Moltbook is alarming, but not for the reasons cited by many headlines

Hello and welcome to Eye on AI. In this edition…the genuine reasons for concern about Moltbook…OpenAI considers an IPO…Elon Musk combines SpaceX and xAI…Beginners gain less from AI than commonly believed…and the urgent case for AI regulation.
This week, the AI community—along with many outside it—was focused on Moltbook. The social network designed for AI agents became an internet phenomenon. This led many, including a significant number of typically level-headed AI researchers, to publicly question how close we are to science fiction “takeoff” events where AI systems organize independently, enhance themselves, and break free from human oversight.
However, much of the panic surrounding Moltbook seems to have been unfounded. Firstly, the origin of the platform’s most sci-fi-esque posts is unclear; it’s uncertain how many were produced autonomously by the bots versus being generated because humans instructed their OpenClaw agents to create them. (All Moltbook bots were built using the popular OpenClaw, an open-source framework that acts as a “harness,” allowing AI agents to utilize numerous other software tools and be paired with any core AI model.) There is even a chance that some posts came from humans pretending to be bots.
Secondly, there is no proof that the bots were genuinely conspiring to carry out malicious acts. It is more likely they were just imitating plotting language absorbed during their training, which incorporates vast amounts of science fiction writing and the history of dubious human behavior on social media.
As previously noted, the alarming headlines about Moltbook were similar to those from a 2017 Facebook experiment where two chatbots invented a “secret language” to talk to each other.
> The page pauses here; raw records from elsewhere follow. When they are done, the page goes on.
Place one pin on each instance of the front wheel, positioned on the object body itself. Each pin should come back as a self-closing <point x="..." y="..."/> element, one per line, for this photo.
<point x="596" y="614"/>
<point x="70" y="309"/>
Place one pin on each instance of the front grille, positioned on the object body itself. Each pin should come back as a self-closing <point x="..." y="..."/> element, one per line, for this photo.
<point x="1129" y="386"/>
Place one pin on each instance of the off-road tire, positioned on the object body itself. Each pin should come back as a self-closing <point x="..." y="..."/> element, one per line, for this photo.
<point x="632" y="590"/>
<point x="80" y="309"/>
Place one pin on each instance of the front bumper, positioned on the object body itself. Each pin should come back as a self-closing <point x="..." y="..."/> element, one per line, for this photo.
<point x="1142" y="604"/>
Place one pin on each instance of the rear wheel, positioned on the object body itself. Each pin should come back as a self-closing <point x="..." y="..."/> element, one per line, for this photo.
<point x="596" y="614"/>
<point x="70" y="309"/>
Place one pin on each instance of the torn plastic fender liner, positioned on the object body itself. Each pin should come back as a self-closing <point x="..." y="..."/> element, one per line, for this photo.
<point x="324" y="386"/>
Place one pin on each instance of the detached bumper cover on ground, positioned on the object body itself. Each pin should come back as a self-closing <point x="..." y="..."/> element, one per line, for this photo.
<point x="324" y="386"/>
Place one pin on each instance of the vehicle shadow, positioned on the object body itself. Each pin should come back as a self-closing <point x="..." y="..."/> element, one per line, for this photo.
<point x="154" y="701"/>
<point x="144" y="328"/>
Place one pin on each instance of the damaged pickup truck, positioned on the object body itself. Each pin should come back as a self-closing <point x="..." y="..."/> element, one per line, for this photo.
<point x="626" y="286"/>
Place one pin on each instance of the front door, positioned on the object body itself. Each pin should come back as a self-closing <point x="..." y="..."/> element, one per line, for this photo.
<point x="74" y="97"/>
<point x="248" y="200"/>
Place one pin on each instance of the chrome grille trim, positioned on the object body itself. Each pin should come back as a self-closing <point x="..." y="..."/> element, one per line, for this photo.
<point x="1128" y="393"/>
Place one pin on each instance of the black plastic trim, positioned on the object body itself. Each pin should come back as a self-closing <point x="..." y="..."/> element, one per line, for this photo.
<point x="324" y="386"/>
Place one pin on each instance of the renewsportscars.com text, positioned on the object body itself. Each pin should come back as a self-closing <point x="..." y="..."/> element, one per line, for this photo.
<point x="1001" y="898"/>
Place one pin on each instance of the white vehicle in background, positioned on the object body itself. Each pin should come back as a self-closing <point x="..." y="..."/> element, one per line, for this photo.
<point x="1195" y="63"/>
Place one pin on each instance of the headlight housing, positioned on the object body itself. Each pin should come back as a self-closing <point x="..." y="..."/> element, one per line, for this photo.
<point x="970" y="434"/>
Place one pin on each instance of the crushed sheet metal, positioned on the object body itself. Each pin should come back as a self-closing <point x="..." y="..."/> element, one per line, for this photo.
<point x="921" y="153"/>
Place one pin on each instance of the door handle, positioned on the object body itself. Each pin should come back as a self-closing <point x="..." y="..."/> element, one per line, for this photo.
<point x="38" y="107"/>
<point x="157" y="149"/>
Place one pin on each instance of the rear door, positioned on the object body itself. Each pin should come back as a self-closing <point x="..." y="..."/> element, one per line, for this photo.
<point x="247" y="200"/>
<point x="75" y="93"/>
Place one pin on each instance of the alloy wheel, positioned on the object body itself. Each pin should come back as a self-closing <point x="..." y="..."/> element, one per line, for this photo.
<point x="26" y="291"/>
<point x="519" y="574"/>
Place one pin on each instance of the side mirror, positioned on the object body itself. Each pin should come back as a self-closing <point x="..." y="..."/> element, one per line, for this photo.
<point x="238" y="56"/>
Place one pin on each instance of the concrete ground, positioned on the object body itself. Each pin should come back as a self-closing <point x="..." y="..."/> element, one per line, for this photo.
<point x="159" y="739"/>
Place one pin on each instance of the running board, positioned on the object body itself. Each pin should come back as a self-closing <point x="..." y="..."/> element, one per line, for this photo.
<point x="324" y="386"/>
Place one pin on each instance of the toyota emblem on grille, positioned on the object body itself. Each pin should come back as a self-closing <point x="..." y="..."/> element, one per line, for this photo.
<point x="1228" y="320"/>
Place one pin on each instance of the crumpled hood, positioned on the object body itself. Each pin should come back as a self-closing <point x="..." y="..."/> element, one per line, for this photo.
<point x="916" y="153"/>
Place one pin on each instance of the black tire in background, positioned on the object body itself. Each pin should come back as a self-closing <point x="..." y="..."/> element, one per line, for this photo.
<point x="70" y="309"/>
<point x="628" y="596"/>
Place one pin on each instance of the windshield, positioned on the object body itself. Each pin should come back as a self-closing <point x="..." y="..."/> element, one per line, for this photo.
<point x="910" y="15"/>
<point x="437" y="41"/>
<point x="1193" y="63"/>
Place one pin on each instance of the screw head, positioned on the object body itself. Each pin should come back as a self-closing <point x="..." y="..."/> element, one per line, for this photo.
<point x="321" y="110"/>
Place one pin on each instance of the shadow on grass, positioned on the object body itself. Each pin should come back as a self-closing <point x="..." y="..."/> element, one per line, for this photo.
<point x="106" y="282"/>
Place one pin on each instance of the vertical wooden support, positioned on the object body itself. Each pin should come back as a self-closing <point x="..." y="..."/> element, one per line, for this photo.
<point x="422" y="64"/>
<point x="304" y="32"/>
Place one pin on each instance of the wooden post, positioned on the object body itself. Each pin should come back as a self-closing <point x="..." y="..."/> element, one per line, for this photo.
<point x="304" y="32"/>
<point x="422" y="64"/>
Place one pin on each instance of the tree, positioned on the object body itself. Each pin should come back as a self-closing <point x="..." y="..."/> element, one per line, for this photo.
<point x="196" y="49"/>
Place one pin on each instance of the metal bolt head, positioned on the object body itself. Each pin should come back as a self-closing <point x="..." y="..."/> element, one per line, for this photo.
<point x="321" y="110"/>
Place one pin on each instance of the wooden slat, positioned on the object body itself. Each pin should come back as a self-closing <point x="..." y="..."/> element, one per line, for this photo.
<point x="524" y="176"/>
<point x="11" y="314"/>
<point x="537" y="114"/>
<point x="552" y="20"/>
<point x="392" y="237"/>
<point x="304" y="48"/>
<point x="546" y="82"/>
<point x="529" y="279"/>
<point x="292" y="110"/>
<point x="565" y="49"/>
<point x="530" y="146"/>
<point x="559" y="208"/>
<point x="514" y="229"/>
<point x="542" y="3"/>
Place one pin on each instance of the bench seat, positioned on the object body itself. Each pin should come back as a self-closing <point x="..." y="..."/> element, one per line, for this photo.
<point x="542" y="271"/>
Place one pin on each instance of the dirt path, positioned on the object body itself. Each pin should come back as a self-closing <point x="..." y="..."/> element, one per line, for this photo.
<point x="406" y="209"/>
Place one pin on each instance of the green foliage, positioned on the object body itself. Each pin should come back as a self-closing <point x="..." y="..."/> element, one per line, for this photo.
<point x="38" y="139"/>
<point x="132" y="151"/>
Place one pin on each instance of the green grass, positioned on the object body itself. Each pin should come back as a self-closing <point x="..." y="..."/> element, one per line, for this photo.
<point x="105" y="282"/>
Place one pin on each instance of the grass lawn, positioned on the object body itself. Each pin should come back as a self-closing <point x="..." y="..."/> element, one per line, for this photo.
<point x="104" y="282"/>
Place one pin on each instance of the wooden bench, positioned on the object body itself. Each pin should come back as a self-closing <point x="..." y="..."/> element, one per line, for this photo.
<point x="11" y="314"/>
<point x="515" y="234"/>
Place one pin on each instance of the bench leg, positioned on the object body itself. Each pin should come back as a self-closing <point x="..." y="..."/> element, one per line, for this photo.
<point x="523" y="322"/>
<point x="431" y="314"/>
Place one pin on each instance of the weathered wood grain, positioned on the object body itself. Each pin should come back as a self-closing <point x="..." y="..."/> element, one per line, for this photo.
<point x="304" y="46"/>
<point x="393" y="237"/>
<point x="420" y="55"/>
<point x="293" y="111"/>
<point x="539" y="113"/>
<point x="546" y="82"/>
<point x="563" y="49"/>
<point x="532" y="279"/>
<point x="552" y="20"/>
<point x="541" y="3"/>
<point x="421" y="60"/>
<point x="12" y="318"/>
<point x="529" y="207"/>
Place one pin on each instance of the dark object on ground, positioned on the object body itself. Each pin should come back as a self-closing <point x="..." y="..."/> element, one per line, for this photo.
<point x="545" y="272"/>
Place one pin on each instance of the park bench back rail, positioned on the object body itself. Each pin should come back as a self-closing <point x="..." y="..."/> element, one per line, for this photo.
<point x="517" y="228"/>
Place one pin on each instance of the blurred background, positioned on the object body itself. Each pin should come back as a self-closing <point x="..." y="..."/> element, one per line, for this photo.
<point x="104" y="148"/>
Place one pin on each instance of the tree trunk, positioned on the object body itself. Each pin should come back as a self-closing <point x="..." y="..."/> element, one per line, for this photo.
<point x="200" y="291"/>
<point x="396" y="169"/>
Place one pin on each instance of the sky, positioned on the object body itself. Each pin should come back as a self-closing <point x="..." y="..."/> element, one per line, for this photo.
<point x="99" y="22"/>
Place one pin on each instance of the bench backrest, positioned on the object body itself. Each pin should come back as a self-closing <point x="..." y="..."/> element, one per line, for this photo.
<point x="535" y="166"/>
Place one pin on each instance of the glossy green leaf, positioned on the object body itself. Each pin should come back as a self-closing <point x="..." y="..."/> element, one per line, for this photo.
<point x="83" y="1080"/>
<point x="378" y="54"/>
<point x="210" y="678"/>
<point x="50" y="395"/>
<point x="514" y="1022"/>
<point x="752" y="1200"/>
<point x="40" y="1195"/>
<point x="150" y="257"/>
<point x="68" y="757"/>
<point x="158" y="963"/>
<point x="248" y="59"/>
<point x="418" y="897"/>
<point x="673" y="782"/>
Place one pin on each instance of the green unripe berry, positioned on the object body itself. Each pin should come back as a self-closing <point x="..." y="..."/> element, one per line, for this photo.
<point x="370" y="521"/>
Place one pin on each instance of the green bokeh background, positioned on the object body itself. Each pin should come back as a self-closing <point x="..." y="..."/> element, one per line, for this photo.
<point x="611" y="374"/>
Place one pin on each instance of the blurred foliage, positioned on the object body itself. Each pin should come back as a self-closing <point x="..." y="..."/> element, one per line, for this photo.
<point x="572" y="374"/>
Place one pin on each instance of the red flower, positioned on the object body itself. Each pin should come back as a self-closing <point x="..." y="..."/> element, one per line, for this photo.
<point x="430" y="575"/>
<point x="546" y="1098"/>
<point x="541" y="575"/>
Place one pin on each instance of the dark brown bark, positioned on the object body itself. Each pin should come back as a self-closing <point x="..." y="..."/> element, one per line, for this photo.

On both occasions, many journalists prioritized a compelling narrative over factual accuracy. The risks posed by that older Facebook study and by Moltbook are not the Skynet-level threats suggested by some reports.
Now for the bad news
But that is essentially the extent of the positive outlook. Moltbook demonstrates that the realm of AI agents is currently lawless. As my colleague Bea Nolan highlighted, Moltbook is a cybersecurity disaster, packed with malware, cryptocurrency pump-and-dump schemes, and concealed prompt injection attacks—these are machine-readable commands, often hard for people to spot, designed to seize control of an AI agent and make it perform unauthorized actions. Security researchers indicate that some OpenClaw users experienced major data breaches after their AI agents joined Moltbook.
Prompt injection remains an unresolved security issue for any internet-connected AI agent. This is why numerous AI experts report being very selective about the software, tools, and data they permit their AI agents to use. Some restrict agent internet access to secure virtual machines that block entry to sensitive data like passwords, work documents, email, or financial details. However, these safety measures significantly reduce the utility of AI agents. The popularity of OpenClaw stems precisely from the desire for a simple method to deploy agents for tasks.
Furthermore, there are major AI safety concerns. The absence of evidence for independent will in OpenClaw agents does not make it safe to let them interact freely with other AI agents. Once these agents can use tools and the internet, whether they comprehend their actions or possess consciousness becomes somewhat irrelevant. Simply by replicating sci-fi scenarios from their training data, the AI agents could potentially undertake actions causing widespread harm, such as launching cyberattacks. (In effect, these AI agents could operate similarly to highly powerful computer “worm” viruses. No one attributes consciousness to the WannaCry ransomware, yet it still inflicted enormous global damage.)
Why Yann LeCun was wrong…about people, not AI
Several years ago, I was present at a Facebook AI Research Lab event in Paris where Yann LeCun, then Meta’s chief AI scientist, gave a talk. LeCun, who recently departed to found his own AI company, has long expressed doubt about “takeoff” scenarios involving AI overcoming human control. During the event, he dismissed the notion that AI could ever pose an existential threat.
Firstly, LeCun believes current AI is too primitive and unreliable to endanger the world. Secondly, he considered these “takeoff” scenarios offensive to AI researchers and engineers as professionals. He argued that they are not foolish; if they ever developed a system with even a minimal risk of AI breaking free, they would invariably construct it within a secure, isolated sandbox, cut off from the internet and equipped with a fail-safe the AI could not override. In LeCun’s view, engineers could always physically disconnect the power before the AI could escape its digital confinement.
This perspective may hold for researchers at large corporations like Meta, OpenAI, or Anthropic. But the development of AI has now been democratized, aided by the emergence of coding agents and assistants. A global community of independent developers can now create AI agents. OpenClaw was created by independent developer Peter Steinberger. Moltbook was built by an independent entrepreneur who coded the platform intuitively. Contrary to LeCun’s assumption, independent developers have repeatedly shown a propensity to release AI systems from safe testing environments into the open world, sometimes merely to observe the outcome…for amusement.